4 types of guardians you should know before making a will

Before you name legal guardians, you should know what the differences are between the four types: personal guardians, financial guardians, conservators, and pet “guardians.”

There are several types of guardians that you can name when you make a will. If you're the parent of a minor child or disabled adult, you may want to nominate a guardian for your kid in case both you and the other parent pass. Or if you own a pet, you may want to name a caretaker for them.

Nominating guardians for your dependents and pets are one of the best ways you can make sure they're cared for by people you trust. When you don't name guardians, the courts won't know what your wishes are and will choose for you.

But before you name legal guardians, you should know what the differences are between the four types: personal guardians, financial guardians, conservators, and pet “guardians” (caregivers named as beneficiaries). Each of these has different responsibilities and legal authority.

There are also different levels of responsibility for guardianship.

  • Full guardianship: Complete decision-making authority and responsibility for another person, such as a child under 18
  • Limited guardianship: Responsibility is given for specific needs, such as property
  • Joint guardianship: Responsibility is held along with another person

Here are the four types of guardians you should know before getting started on your last will and testament:

1. Personal guardians

A personal guardian is also known as a custodial guardian or guardian of the person. And if you’re a parent of a minor child (usually under 18), then you should know what it means to nominate a personal guardian in your will.

Guardianship laws vary by state. Generally speaking, however, personal guardians are granted legal authority and responsibility to provide for the care, custody, and upbringing of another person, who is known as their "ward." Wards are usually minor children, but incapacitated adults can also become wards.

Personal guardians' responsibilities are like a parent's.
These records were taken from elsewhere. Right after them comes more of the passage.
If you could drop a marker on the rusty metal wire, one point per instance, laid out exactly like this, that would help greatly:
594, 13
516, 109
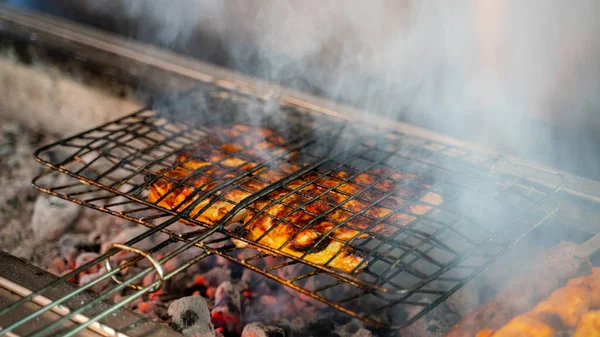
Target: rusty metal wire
481, 205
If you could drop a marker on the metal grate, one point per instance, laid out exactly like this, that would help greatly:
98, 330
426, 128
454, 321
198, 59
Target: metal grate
449, 212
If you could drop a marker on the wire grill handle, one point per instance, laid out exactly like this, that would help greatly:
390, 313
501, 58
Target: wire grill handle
153, 261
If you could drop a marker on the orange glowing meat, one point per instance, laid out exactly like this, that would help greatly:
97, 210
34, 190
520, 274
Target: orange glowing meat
525, 326
213, 162
589, 325
486, 333
315, 217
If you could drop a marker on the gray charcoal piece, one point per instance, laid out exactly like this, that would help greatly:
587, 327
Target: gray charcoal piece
259, 329
191, 317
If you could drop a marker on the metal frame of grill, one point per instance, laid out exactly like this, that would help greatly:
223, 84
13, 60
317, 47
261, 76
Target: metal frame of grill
112, 166
530, 184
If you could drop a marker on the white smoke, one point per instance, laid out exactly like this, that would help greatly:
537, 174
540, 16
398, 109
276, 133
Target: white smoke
480, 70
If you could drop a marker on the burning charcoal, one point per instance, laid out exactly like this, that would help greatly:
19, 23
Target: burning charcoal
227, 310
52, 216
191, 317
216, 276
259, 329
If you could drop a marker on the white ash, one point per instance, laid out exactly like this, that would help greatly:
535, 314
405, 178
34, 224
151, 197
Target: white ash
52, 217
17, 199
259, 329
191, 317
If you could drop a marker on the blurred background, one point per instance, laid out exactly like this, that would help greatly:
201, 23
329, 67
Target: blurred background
520, 77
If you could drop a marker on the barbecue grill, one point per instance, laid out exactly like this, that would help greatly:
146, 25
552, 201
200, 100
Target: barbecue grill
490, 202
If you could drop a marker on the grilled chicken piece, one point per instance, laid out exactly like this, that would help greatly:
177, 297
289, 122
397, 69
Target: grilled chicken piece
219, 162
486, 333
589, 325
359, 203
306, 218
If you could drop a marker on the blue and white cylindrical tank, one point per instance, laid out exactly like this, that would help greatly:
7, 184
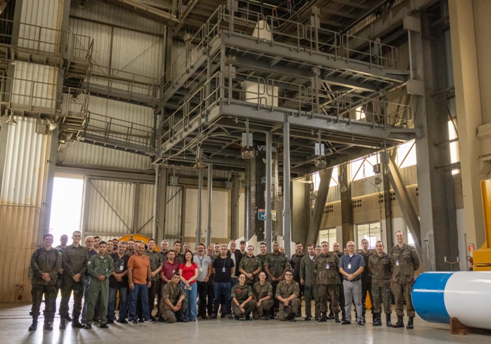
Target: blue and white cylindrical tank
439, 296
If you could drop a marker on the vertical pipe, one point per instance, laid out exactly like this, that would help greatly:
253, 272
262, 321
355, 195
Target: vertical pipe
210, 190
287, 216
268, 226
198, 217
155, 202
247, 199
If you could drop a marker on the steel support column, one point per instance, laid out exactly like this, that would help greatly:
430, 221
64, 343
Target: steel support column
198, 215
235, 195
404, 200
348, 233
320, 203
287, 212
436, 205
268, 225
136, 209
210, 190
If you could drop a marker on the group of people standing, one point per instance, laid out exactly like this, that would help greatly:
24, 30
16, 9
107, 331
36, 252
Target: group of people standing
218, 280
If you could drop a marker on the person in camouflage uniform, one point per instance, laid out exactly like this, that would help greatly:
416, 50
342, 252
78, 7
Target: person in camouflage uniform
263, 256
328, 281
74, 264
366, 277
307, 279
295, 265
156, 261
339, 253
100, 268
242, 299
45, 266
276, 266
380, 266
405, 261
287, 294
263, 294
173, 305
250, 266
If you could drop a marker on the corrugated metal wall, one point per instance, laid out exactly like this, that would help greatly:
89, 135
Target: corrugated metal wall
174, 208
138, 53
146, 208
20, 204
99, 11
111, 207
79, 153
102, 40
34, 86
41, 13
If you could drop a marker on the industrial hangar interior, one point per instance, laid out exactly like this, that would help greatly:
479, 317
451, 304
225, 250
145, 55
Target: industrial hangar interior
260, 121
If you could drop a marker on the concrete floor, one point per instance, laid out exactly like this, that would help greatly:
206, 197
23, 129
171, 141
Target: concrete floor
15, 319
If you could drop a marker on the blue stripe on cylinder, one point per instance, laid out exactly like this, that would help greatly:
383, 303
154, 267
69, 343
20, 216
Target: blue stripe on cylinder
428, 299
They must attend to their ward’s daily and longer-term needs. These include food, housing, education, clothing, and healthcare.

Most of the time, when a minor child’s parent dies, custody will go to the surviving parent. But if there isn’t a surviving parent, it’s a good idea to have someone you trust named in your will. When you don't nominate a guardian, and there is no surviving parent, then the court will have to choose one for you.

To name this type of guardian for a minor child in your will, you can either speak with an attorney or make your will with an online tool like FreeWill. On our site, we ask if you’re the parent of a minor child, and then give you the option to specify guardianship. You can even name multiple guardians in order of succession in case the first ones you name aren’t able to serve. Parents of children with special needs should speak to an attorney when making their estate plans.

2. Financial guardians

Depending on your family situation, you may want to name a financial guardian as well as a personal guardian for your child. Financial guardians are also known as property guardians, guardians of the estate, or, in some contexts, conservators (we go over this difference in the next section).

This type of guardian is given the legal authority to manage your minor child’s money and/or property, and the legal duty to do so for their benefit and care.

A financial guardian is usually the same person as the personal guardian. However, some people prefer to give a different person the ability to handle their child's inheritance.

Like with personal guardians, the surviving parent will be your children’s financial guardian by default. If you don’t want this to happen, you should speak to an attorney in your state. In the case that there isn't a surviving parent, and you haven't named a financial guardian, then the personal guardian may take on this role.

3. Conservators

In some states, a conservator is the same thing as a financial guardian. They manage the finances and property of minor children or incapacitated or disabled adults. In other states, conservatorship only refers to guardians for incapacitated adults, and not minor children.

An incapacitated adult is someone that a court has determined is unable to make important decisions about their own life. For example, they could have had a stroke, suffer from dementia, or be in a coma.

A conservator’s duties can range from paying bills and taxes for their ward to providing for their education and well-being. If you need to name this type of guardian in your will for an adult dependent, you may want to speak to an attorney. You should also be aware that if your dependent already put a financial power of attorney in place before becoming incapacitated, then it may be unnecessary to name a conservator.

4. Pet “guardians”, aka caregivers

In the eyes of the law, a “pet guardian” isn’t actually a type of guardian. Pets are technically considered property and included in your estate. But if you have a pet, you probably consider them to be an important part of your family and want to make sure they're taken care of if you die.

To name a caretaker for a pet in your will, you simply need to name someone as a beneficiary for your pet. A beneficiary is someone to whom you leave a part of your estate.

When you do this, you can also include a note to your beneficiary to let them know how you want your pet to be cared for. And you can leave your beneficiary money to take care of your pet. However, the money you leave to a caregiver for this purpose will be a request, and not a legally binding obligation. If you want to make sure the money is used for your pet’s care, you should speak to an estate planning attorney about a pet-care trust.